Predictive classification of Alzheimer’s disease using brain imaging and genetic data

Article Open access 14 February 2022

Histogram-based features track Alzheimer's progression in brain MRI

Article Open access 02 January 2024

Differential diagnosis of neurodegenerative dementias with the explainable MRI based machine learning algorithm MUQUBIA

Article Open access 13 October 2023

Introduction

Computer-aided diagnosis often involves decision making using computer algorithms¹. For example, disease can be identified by machine learning tools, such as classification models². Design of automated classification algorithms is highly imperative, in order to provide physicians with a second opinion for more accurate diagnosis. The quality of computer-aided diagnosis relies on the trained classifiers. To learn such classifiers, annotated samples, each of which contains a number of features, are utilized in the training process. Ideally, only informative features and discriminative samples shall be used for effective learning.

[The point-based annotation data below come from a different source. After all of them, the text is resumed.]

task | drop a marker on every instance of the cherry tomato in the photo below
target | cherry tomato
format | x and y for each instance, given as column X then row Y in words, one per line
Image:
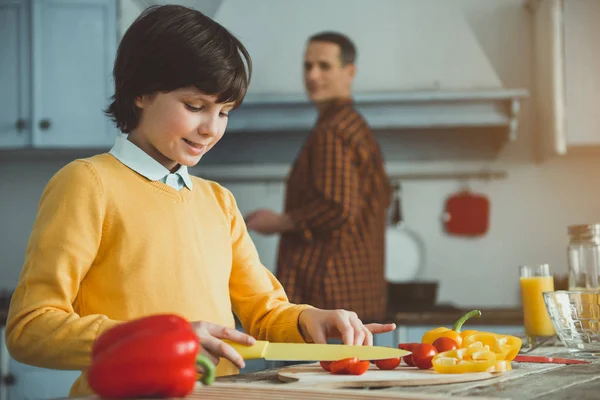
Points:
column 326, row 365
column 408, row 347
column 388, row 363
column 442, row 344
column 358, row 368
column 341, row 366
column 422, row 355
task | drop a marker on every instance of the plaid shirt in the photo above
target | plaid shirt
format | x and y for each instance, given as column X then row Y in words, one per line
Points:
column 337, row 194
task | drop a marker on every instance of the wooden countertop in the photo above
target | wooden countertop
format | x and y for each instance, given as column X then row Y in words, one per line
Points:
column 489, row 316
column 444, row 317
column 525, row 381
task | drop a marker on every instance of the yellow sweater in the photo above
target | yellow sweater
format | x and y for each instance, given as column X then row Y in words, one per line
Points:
column 108, row 245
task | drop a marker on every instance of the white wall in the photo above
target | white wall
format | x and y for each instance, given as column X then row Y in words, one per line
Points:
column 530, row 210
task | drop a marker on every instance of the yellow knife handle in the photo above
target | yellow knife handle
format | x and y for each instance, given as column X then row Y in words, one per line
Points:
column 257, row 350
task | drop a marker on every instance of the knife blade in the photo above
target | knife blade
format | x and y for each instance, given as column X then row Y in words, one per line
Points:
column 313, row 352
column 550, row 360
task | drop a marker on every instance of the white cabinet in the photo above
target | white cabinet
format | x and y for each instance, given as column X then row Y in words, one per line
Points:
column 14, row 78
column 56, row 73
column 567, row 73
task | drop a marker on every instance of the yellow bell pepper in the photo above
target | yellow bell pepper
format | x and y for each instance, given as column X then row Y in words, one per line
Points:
column 454, row 333
column 465, row 360
column 505, row 347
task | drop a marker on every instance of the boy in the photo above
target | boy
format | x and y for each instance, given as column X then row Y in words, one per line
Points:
column 129, row 233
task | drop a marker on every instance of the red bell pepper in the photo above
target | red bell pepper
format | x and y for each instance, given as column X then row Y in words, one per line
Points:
column 152, row 356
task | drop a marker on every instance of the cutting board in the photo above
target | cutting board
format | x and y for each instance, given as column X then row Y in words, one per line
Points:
column 314, row 375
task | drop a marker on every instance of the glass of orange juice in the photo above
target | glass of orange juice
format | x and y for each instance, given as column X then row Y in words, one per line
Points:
column 534, row 281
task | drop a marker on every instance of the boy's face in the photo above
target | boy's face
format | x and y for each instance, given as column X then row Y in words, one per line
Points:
column 325, row 77
column 179, row 127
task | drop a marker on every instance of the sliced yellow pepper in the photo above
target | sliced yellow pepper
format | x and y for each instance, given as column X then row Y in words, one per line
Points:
column 454, row 333
column 505, row 347
column 464, row 360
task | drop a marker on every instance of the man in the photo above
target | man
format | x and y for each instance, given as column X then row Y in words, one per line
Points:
column 331, row 252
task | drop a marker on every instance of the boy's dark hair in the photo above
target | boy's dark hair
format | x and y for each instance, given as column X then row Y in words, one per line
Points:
column 347, row 48
column 170, row 47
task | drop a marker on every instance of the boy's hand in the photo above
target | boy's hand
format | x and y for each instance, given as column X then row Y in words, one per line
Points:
column 317, row 326
column 214, row 347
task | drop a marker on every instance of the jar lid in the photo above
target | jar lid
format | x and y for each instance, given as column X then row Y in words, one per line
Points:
column 585, row 232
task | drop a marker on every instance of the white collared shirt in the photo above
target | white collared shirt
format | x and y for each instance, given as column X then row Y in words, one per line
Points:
column 142, row 163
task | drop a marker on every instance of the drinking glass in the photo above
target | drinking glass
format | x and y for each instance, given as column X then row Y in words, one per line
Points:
column 534, row 281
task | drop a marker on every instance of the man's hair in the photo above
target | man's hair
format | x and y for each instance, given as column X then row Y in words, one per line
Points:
column 347, row 48
column 170, row 47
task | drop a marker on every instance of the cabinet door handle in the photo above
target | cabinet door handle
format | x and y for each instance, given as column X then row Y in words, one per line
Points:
column 21, row 125
column 8, row 380
column 44, row 124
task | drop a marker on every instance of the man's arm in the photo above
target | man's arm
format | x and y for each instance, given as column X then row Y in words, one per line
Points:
column 335, row 181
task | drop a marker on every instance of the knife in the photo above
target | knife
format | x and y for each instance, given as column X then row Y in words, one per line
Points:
column 551, row 360
column 313, row 352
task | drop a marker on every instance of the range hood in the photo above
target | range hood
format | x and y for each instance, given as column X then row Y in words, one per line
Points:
column 424, row 81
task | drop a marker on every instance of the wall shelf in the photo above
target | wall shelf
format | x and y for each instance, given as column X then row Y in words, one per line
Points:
column 388, row 111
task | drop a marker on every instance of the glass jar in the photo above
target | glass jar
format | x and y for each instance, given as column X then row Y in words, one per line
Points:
column 584, row 256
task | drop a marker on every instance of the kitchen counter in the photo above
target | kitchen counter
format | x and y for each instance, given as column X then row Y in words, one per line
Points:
column 489, row 316
column 444, row 316
column 525, row 381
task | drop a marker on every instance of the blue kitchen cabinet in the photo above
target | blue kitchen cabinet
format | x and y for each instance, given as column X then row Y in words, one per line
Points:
column 32, row 382
column 72, row 46
column 15, row 102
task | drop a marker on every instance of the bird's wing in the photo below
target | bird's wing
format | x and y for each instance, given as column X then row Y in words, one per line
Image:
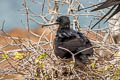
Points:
column 115, row 12
column 77, row 43
column 107, row 4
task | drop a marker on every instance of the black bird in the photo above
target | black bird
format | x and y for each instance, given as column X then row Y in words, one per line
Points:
column 71, row 40
column 106, row 4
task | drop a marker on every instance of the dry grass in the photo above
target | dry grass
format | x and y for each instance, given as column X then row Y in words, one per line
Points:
column 28, row 54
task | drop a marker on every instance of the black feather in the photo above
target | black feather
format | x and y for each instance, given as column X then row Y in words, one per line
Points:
column 71, row 40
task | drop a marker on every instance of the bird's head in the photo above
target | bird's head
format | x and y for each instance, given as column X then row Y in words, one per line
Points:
column 63, row 21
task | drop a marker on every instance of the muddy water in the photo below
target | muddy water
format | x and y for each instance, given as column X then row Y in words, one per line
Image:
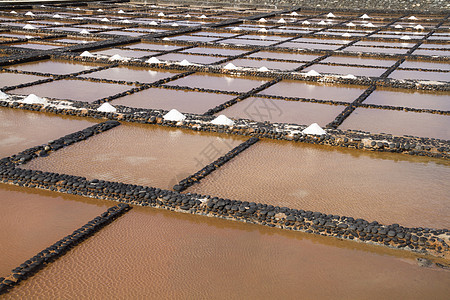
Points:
column 408, row 98
column 125, row 53
column 11, row 79
column 159, row 157
column 186, row 102
column 133, row 74
column 20, row 130
column 434, row 76
column 33, row 220
column 356, row 60
column 283, row 66
column 290, row 88
column 343, row 70
column 302, row 113
column 281, row 55
column 218, row 82
column 389, row 188
column 197, row 59
column 177, row 256
column 399, row 123
column 58, row 67
column 74, row 90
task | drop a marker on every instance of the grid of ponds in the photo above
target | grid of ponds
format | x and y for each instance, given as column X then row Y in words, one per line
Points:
column 383, row 74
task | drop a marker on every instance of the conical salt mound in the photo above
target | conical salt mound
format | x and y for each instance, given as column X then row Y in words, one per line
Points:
column 174, row 115
column 314, row 129
column 222, row 120
column 33, row 99
column 106, row 107
column 86, row 54
column 153, row 60
column 3, row 96
column 230, row 66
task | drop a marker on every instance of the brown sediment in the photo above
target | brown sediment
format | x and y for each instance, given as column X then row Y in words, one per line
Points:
column 167, row 99
column 160, row 157
column 73, row 90
column 20, row 130
column 149, row 252
column 377, row 186
column 399, row 123
column 33, row 219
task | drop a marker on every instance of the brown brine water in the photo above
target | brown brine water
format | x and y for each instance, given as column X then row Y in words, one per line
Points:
column 158, row 157
column 388, row 188
column 162, row 255
column 32, row 220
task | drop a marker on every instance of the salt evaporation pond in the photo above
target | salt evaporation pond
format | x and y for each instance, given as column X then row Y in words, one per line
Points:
column 181, row 256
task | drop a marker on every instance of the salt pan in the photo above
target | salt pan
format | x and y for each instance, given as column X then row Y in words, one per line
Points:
column 106, row 107
column 174, row 115
column 222, row 120
column 314, row 129
column 33, row 99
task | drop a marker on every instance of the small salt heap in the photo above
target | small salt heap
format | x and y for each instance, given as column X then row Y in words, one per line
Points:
column 312, row 73
column 222, row 120
column 86, row 54
column 29, row 26
column 106, row 107
column 230, row 66
column 33, row 99
column 185, row 62
column 153, row 60
column 314, row 129
column 3, row 96
column 174, row 115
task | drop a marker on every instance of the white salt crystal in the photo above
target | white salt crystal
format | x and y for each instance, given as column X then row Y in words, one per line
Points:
column 222, row 120
column 174, row 115
column 106, row 107
column 314, row 129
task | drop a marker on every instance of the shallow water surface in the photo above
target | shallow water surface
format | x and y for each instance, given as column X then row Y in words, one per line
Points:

For a concrete example, as one of the most common neurodegenerative diseases found in elderly, Alzheimer’s disease (AD) accounts for up to 70% of dementia cases³. As AD is a progressive disease which affects memory and other important mental functions, its symptoms gradually deteriorate over time. With increased human life expectancy, growing numbers of elderly are likely to suffer from dementia. It is estimated that by 2050, one new case of AD will occur every 33 seconds, and the total population affected is expected to reach 13.8 million⁴. Unfortunately, thus far, there is no effective cure for AD⁵. The early stage of AD is commonly referred to as mild cognitive impairment (MCI). During disease progression, a healthy normal control (NC) may first develop MCI, and then worsening symptoms result in AD. A previous study indicated that MCI patients progressed to AD at a yearly rate of 10% to 15%⁶. Since there is no clear rule to discern AD, NC, and MCI, accurate AD and early stage MCI diagnoses are very challenging obstacles. Nevertheless, once AD or MCI is diagnosed, early treatment including medications and management strategies could help improve symptoms^7,8. Therefore, timely and accurate diagnoses of AD and MCI are highly desirable.

Among various diagnosis tools, brain imaging modalities, such as structural magnetic resonance imaging (MRI), have been extensively utilized due to their accurate measurements of brain structures, especially in the hippocampus and other AD related regions^{9,10,11,12,13,14,15,16}. Based on differences in brain shape and neuroanatomical configuration, brain imaging techniques help identify abnormal brain structures in those with AD or MCI. When multiple atlases or templates are available, the classification performance can be further improved^17,18. Besides structural MRI, other imaging modalities such as functional MRI can also be used in AD/MCI diagnosis^{19,20,21,22,23}, as they provide additional functional information about hypometabolism and specific protein quantification, which can be beneficial in disease diagnosis.

Besides imaging data that provide tissue level information to help AD diagnosis, genetic variants, which are related to AD, have also been shown to be valuable for AD diagnosis^24,25. Genome-wide association studies (GWAS) were conducted to discover the association between the single nucleotide polymorphism (SNP) and the imaging data²⁶. The SNP reveals molecular level information, which is complementary to the tissue level information in the imaging data. In ref. 27, the associations between SNPs and MRI-derived measures with the presence of AD were explored and the informative SNPs were identified to guide the disease interpretation. To date, most previous works have focused on analyzing the correlation between imaging and genetic data²⁸, yet using both types of data for AD/MCI diagnosis has received very limited attention²⁹.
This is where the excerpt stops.